Medicaid typically represents about 15% of the average community pharmacy's revenue and, for some rural pharmacies, can account for up to half of their sales, according to NCPA.

"Medicaid is not 'marginal' business to the average independent pharmacy, and the number of Medicaid patients is expected to increase significantly in 2014. Paying pharmacies at only 175% weighted average AMP [average manufacturer price] — or lower as many states will do — is simply insufficient to cover pharmacy costs of purchasing and dispensing Medicaid prescriptions," NCPA explained in the letter.

"This argues for CMS to set a higher FUL for independent pharmacies which, according to this report, have higher acquisition costs than publicly traded chains," the association continued. "The statute requires that CMS set the FUL at 'no less than' 175% of the weighted AMP. However, it implicitly grants the secretary [of Health and Human Services] the flexibility and authority to set the FULs at a higher rate that recognizes the variance in acquisition cost by small community pharmacies as compared to large chain pharmacies."

NCPA added that the letter reiterates issues previously raised by the association as well as by more than 50 senators and congressmen and the National Association of Chain Drug Stores.

"We again urge CMS not to publish the FUL list until a final AMP regulation is public.
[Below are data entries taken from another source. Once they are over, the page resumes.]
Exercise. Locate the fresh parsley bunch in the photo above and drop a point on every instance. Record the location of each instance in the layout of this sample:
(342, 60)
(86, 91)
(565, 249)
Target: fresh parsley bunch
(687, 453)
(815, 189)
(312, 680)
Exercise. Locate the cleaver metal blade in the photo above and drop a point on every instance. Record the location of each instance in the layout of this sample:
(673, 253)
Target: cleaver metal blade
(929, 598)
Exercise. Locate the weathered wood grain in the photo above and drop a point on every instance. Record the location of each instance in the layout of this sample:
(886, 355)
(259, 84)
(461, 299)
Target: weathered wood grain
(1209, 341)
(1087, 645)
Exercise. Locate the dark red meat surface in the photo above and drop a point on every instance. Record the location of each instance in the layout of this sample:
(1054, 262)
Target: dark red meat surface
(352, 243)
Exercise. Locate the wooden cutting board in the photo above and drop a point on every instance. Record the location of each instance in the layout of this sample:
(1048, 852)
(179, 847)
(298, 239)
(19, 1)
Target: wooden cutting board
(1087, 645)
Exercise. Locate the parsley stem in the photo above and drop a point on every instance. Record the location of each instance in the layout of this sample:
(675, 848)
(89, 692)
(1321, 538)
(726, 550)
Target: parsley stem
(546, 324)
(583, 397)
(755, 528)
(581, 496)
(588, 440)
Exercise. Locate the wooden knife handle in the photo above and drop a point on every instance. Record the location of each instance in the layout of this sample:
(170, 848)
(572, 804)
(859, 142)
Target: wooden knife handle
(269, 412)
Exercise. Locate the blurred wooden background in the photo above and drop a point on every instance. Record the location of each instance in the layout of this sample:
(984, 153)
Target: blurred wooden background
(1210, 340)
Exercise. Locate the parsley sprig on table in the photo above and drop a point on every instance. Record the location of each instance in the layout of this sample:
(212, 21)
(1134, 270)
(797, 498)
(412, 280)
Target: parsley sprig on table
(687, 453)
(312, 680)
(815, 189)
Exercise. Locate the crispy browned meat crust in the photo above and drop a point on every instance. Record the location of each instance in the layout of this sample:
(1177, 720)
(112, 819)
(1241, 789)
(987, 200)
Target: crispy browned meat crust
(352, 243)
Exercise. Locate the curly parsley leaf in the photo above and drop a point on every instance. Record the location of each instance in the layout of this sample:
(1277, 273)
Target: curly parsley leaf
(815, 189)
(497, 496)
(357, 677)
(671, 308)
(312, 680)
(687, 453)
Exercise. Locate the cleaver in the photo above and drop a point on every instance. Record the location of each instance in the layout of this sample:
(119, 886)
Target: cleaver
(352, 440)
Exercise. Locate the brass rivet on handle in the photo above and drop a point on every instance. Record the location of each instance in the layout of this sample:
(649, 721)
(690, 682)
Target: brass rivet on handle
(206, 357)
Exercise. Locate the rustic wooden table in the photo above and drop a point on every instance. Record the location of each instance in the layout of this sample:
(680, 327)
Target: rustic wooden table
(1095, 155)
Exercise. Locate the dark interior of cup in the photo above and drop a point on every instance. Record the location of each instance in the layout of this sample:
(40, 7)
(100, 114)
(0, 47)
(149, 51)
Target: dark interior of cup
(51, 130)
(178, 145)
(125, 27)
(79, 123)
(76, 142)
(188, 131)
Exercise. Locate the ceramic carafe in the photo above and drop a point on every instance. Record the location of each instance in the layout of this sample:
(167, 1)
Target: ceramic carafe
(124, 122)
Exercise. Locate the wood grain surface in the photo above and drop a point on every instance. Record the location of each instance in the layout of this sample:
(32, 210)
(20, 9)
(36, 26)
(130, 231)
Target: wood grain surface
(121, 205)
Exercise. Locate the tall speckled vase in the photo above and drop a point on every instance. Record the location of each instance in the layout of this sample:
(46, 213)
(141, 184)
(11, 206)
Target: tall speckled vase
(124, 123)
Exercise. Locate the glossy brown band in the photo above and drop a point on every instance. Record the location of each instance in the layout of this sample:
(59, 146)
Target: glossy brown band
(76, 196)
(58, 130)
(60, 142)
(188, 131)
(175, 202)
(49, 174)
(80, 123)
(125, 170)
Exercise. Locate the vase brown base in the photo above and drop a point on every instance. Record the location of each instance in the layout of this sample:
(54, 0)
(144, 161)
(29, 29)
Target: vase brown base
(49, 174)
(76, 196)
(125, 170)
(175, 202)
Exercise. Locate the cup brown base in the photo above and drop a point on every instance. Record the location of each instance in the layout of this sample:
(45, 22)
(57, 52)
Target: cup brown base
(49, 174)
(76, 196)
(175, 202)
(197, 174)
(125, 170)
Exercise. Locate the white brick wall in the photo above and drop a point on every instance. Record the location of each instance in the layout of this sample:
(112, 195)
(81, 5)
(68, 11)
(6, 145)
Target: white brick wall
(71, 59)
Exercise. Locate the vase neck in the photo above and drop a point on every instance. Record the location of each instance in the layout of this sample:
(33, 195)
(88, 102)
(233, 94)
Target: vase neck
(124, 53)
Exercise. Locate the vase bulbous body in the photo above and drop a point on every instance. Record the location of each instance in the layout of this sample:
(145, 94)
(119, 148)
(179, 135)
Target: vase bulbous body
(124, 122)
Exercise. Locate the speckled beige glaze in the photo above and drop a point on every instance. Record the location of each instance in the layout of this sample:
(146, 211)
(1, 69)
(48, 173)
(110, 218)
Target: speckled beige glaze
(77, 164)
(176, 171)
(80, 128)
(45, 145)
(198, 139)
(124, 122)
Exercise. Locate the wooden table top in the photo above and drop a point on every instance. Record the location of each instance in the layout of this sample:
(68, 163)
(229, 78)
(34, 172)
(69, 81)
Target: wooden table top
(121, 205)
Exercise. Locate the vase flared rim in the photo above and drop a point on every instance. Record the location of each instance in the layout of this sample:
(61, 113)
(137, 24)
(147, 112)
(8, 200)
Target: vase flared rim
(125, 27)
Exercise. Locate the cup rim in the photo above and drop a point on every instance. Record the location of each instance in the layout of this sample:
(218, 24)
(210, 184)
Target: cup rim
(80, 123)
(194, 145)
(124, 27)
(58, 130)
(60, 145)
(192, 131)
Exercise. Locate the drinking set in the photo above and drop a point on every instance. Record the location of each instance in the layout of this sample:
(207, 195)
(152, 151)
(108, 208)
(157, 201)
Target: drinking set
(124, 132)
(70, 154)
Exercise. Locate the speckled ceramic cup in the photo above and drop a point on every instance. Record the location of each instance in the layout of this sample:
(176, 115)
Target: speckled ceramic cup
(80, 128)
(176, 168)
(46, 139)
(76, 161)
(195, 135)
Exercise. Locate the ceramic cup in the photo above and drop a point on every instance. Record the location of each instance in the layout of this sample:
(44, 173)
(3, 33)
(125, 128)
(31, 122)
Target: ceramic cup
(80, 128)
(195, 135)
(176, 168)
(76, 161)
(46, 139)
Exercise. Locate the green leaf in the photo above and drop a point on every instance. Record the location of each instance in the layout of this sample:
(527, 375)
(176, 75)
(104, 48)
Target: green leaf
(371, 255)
These draft FUL lists ... demonstrate how precarious it is to use AMP as a reimbursement benchmark," NCPA stated. And as CMS works to develop a National Average Drug Acquisition Cost (NADAC) database, it needs to make sure that FULs aren't set lower than the NADAC, the association said.

Earlier this month, NCPA and NACDS applauded a group of senators for their efforts in questioning draft FUL lists for Medicaid pharmacy reimbursement recently published by CMS. ""Cuts of this magnitude could create a disincentive to dispense generic drugs," the lawmakers wrote in a letter to the agency.